Table 4.4 Comparison of Lognormal and Pareto Tails for Modeling Cost Growth

Images

The case for the lognormal is buttressed by the fact that the wild risks of the stock market and natural disasters cannot be easily mitigated, while more traditional projects are more easily controlled. A project manager can cut scope or implement measures to improve project performance. Also, projects that experience extreme cost and/or schedule growth will likely be cancelled. The counterargument is that some of the time a project will be high priority. Even when it experiences extreme cost growth, a high-priority project will not be cancelled. Instead, the schedule will slip and/or funds will be reallocated from other lower priority programs to pay for the program. This occurs for projects that not only double in cost but increase by a greater factor, such as four or more. In some cases, technology is so cutting edge that little can be done to reduce costs. It will cost what it costs. All these are examples of publicly funded projects. (Even though the Concorde was a commercial aircraft, its development was supported with government subsidies.39) Private firms would likely go out of business if costs grew by these amounts. For example, FoxMeyer, the pharmaceutical wholesaler mentioned earlier, went bankrupt when its planned implementation of a new enterprise resource planning computer system increased in cost by less than 100%. Also, Airbus’s A380 aircraft was a consistent money loser for the company, and its development costs are believed to have doubled from initial plans.
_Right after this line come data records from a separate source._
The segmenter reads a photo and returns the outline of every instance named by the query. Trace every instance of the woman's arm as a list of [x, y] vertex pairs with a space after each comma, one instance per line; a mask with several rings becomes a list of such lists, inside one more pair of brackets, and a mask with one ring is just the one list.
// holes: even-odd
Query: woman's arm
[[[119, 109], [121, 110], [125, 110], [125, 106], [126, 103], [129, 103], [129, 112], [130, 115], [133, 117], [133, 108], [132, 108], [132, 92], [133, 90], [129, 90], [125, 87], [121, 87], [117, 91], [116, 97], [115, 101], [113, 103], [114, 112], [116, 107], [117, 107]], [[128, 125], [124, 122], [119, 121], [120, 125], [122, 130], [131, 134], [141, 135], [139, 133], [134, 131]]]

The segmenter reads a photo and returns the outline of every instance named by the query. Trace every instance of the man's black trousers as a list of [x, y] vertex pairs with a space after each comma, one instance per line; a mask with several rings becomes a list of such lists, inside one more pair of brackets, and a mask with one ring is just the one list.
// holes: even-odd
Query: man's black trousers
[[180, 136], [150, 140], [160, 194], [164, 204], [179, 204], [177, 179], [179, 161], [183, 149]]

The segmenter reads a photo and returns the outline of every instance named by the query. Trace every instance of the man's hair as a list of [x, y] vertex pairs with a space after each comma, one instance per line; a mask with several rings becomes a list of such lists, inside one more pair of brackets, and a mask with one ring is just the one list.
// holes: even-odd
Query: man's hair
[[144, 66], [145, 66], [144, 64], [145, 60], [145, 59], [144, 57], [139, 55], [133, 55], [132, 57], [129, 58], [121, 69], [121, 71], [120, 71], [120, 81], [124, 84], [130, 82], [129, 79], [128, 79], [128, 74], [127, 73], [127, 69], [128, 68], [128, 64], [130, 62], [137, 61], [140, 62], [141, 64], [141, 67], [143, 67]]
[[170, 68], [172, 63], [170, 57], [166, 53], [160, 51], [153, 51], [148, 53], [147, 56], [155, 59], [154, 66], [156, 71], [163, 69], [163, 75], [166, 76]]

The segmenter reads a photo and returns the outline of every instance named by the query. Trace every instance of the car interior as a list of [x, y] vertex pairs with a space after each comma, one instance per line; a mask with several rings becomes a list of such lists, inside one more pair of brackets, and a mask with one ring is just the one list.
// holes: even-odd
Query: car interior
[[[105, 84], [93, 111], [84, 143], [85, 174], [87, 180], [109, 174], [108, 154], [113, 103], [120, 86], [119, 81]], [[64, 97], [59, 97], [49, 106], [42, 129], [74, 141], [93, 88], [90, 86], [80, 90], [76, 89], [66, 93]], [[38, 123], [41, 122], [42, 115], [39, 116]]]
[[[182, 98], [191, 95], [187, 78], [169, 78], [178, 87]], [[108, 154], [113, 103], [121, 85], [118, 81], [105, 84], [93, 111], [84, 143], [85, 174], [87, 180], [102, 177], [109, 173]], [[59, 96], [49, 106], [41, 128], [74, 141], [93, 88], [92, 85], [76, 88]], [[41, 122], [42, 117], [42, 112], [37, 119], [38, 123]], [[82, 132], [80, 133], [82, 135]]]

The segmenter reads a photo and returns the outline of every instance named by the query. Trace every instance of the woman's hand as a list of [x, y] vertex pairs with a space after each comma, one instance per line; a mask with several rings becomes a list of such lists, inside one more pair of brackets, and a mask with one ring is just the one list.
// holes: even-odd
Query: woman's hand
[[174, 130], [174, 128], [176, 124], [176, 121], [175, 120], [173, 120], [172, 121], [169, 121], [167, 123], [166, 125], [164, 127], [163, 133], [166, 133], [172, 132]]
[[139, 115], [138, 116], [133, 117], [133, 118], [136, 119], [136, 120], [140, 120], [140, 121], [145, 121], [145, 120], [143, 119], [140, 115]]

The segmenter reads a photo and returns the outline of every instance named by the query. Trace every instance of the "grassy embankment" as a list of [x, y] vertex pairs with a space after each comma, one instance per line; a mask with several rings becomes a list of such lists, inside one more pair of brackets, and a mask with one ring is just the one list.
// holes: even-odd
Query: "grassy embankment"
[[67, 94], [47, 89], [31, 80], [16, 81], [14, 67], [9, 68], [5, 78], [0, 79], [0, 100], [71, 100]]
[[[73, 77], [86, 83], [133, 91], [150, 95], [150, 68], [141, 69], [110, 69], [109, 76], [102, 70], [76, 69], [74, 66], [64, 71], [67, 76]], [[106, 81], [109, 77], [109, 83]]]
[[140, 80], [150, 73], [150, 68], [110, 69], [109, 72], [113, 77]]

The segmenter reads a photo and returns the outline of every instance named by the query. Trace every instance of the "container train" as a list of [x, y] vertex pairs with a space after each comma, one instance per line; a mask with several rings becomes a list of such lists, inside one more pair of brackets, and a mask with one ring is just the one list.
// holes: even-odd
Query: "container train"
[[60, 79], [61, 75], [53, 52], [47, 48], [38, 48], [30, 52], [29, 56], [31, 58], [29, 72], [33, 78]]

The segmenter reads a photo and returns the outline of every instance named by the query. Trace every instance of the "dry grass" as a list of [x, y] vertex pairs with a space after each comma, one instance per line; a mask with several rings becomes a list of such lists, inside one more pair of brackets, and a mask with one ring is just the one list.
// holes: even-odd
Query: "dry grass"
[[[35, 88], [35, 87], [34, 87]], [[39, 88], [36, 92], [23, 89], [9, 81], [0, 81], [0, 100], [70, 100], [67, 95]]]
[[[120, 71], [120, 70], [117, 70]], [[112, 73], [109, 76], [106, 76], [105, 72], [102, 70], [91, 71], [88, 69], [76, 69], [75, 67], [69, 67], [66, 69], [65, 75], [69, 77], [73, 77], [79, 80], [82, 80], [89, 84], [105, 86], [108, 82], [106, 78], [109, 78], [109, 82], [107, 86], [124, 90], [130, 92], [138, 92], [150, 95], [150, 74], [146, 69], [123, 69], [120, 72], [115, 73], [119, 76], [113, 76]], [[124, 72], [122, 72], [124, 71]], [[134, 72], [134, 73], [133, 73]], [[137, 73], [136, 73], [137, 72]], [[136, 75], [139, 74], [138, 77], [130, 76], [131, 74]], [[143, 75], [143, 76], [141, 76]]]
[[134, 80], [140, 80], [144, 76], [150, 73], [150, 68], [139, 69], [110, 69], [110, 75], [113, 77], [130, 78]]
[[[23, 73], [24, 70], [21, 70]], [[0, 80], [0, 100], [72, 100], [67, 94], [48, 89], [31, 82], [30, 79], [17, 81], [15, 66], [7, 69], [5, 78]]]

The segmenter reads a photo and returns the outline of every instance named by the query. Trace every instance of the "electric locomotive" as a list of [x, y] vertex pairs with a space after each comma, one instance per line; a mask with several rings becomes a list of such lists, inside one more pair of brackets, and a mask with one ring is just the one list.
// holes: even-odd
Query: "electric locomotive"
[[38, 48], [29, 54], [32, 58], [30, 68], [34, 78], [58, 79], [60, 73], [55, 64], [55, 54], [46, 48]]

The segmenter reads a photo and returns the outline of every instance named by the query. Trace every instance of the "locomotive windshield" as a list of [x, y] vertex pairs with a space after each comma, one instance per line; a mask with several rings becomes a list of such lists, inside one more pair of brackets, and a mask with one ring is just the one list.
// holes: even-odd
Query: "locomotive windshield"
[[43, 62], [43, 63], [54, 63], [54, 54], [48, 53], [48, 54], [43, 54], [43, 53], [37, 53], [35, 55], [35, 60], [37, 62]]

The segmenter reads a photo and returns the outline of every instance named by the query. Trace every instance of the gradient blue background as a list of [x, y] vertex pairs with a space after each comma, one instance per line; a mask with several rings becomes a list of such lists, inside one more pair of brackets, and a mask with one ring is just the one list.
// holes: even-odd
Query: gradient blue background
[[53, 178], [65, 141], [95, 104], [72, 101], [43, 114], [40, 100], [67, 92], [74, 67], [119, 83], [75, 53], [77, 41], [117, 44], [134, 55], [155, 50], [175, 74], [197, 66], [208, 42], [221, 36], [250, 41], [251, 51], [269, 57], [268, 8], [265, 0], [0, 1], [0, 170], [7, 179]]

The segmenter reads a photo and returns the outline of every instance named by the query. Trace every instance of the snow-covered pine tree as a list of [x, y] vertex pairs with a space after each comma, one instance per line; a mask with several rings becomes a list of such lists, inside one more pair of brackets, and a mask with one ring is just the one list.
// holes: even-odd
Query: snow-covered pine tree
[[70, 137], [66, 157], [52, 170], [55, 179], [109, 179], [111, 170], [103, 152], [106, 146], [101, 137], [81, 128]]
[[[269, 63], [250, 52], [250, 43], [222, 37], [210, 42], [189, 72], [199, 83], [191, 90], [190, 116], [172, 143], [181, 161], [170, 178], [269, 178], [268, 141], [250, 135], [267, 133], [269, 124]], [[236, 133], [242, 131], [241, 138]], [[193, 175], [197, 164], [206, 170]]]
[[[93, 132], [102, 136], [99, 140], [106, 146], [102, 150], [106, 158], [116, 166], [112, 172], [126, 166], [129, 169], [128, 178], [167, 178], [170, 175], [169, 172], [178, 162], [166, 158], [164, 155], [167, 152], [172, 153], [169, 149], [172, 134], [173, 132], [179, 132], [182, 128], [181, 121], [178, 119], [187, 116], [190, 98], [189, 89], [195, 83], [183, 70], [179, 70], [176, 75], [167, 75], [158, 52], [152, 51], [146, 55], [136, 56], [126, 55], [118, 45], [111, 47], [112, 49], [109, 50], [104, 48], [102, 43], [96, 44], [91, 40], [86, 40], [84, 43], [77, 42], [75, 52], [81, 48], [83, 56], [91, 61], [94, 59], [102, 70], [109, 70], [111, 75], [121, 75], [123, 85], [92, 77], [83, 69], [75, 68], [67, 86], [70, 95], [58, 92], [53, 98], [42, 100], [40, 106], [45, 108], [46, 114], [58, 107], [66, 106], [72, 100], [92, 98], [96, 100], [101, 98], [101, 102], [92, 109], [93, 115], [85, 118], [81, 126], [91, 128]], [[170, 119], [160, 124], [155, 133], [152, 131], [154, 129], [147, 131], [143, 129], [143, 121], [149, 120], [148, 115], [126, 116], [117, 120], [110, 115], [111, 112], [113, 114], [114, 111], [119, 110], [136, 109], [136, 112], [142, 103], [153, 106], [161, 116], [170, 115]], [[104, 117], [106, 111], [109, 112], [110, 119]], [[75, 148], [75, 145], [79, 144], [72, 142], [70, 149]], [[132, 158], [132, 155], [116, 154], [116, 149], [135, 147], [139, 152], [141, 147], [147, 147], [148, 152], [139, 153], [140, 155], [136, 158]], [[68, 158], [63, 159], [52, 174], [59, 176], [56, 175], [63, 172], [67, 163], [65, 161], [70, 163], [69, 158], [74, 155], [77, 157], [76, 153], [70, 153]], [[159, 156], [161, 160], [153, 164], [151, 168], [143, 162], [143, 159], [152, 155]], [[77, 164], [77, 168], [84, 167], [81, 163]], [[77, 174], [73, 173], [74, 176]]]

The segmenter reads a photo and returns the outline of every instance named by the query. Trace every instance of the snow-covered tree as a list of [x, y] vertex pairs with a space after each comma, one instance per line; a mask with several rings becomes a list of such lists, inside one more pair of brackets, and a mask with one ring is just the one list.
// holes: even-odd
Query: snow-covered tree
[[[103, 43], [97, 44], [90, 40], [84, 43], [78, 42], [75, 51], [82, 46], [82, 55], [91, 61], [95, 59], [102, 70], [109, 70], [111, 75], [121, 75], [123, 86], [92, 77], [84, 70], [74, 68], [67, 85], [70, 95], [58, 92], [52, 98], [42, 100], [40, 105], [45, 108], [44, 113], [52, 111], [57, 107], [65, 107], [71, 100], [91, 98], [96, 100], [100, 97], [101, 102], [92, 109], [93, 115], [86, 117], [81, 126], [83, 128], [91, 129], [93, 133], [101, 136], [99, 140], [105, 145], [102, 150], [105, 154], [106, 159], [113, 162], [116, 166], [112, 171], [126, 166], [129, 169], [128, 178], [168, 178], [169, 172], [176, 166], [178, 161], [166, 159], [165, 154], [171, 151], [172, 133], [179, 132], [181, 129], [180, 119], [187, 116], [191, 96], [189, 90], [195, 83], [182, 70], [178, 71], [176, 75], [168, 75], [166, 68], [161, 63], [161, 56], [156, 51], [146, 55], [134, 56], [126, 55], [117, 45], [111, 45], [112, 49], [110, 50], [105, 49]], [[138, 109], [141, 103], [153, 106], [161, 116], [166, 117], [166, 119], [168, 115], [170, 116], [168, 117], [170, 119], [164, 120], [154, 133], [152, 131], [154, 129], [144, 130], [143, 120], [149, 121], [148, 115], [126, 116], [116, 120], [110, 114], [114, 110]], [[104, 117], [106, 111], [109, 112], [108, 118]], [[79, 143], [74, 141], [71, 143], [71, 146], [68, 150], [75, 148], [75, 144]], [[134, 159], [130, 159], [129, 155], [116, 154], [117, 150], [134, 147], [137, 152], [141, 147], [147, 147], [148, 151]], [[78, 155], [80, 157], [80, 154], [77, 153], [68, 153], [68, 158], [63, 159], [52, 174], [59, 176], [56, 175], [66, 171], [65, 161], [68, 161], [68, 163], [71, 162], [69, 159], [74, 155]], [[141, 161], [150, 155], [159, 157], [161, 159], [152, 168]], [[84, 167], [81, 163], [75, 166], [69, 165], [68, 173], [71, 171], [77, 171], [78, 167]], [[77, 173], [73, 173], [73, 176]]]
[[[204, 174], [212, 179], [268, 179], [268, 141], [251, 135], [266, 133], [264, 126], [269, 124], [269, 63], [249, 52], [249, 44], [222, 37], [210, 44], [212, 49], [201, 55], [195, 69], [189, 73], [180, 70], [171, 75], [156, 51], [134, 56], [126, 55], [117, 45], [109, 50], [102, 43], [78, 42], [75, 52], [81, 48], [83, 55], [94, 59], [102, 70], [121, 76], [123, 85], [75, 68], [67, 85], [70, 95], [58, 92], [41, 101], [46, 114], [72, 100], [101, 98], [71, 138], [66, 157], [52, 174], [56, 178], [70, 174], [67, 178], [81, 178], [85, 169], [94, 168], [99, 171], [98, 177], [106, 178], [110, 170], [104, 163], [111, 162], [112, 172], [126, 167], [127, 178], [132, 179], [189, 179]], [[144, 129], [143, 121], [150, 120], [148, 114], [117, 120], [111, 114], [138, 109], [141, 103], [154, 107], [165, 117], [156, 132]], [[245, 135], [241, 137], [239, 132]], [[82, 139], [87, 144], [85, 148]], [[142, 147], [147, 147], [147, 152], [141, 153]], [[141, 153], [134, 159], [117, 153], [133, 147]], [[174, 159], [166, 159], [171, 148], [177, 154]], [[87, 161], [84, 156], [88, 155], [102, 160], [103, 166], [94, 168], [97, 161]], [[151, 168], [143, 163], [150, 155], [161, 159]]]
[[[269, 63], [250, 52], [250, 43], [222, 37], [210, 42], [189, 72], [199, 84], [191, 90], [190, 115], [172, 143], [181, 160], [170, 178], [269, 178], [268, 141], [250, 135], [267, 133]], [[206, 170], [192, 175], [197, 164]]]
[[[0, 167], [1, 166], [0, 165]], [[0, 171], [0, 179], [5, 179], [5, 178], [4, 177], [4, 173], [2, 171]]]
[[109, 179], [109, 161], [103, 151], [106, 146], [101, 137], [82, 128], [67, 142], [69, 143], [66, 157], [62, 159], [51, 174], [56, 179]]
Even though schedules exhibit significant variation in absolute terms, there needs to be extreme variation on a percentage basis to belong to Extremistan. For example, the Sydney Opera House schedule lengthened from 4 to 14 years. In percentage terms, that is a 250% increase. Using Table 4.4 as a comparison, the lognormal models that level of increase as relatively rare (one in 94), while it is four times more likely with a Pareto. A Pareto also estimates 1,000% growth as not uncommon, on the order of one in 156 projects, while for the lognormal it is likely to never occur (one in 100,000). An order of magnitude increase would mean an initial four-year plan would stretch to 40 years or a 10-year schedule would slip to 100 years. These kinds of increases are extremely unlikely. This puts schedule in the realm of Mediocristan. Schedule is not Gaussian, but a lognormal should be sufficient to model time risk, even in the right tail.

Power law distributions have three categories. In one, both the mean and standard deviation are finite. For the second, the standard deviation is infinite, but the mean is finite. In the third, both the mean and standard deviation are infinite. Power law distributions are typically used to model phenomena in which at least one of these first two moments is infinite. See Table 4.5 for a comparison of three Pareto distributions. These have drastically different percentiles, although all three have significant risk. The relative difference between the 70th and 95th percentile for the thinnest-tailed Pareto is a factor of almost four. For the finite mean, infinite standard deviation version, the difference is similar. The relative differences are an order of magnitude greater for the infinite mean, infinite standard deviation Pareto. Also, the 70th percentile is almost an order of magnitude larger for the latter Pareto. The kind of risk exhibited by an infinite mean, infinite standard deviation Pareto is the type of risk seen in box office returns for cinematic films. Most projects do not display this degree of risk. Imagine a large $5 billion nuclear plant or missile development project that suddenly grew to cost $5 trillion.

Table 4.5 Comparison of Percentiles for Three Different Pareto Distributions

Images

If cost growth for most projects indeed follows a Pareto, it is the type with finite mean. This makes predicting the cost of these systems difficult. However, there is still more capability to effectively forecast than cases where the mean is infinite. The answer to the question, “Does cost risk follow a lognormal or a Pareto distribution, at least in the tails?” is, in many cases, “It depends.” My hypothesis is that the lognormal applies to most private and public projects. The exception is those projects that have poor planning or execution and that are high enough priority to avoid cancellation once costs spiral out of control. Some of the projects we mentioned with extreme cost growth used advanced technologies, like the James Webb Space Telescope and the Concorde supersonic airplane. The initial planning was poor because it did not adequately account for the difficulty in maturing the critical technologies required. This resulted in extremely optimistic estimates. The issue with the Scottish Parliament building was optimistic initial estimates and design changes during construction. Some of the increase was due to additional security requirements added after the 9/11 terrorist attacks in the United States, but the project was essentially given a blank check, and no one had the discipline to keep requirements from growing.40 If costs increase by a significant amount, a project that is not high priority will be cancelled. Otherwise, in those instances where a public project is high priority and uses cutting-edge technologies, the right tail for cost risk follows a power law. This issue is partly a matter of incentives. Without some motivation to keep costs low, costs can quickly balloon by a factor of 5 or 10, and still fail to meet objectives. Extreme cost growth for projects is often a matter of a lack of incentives, a subject we will discuss in more detail in Chapter 8.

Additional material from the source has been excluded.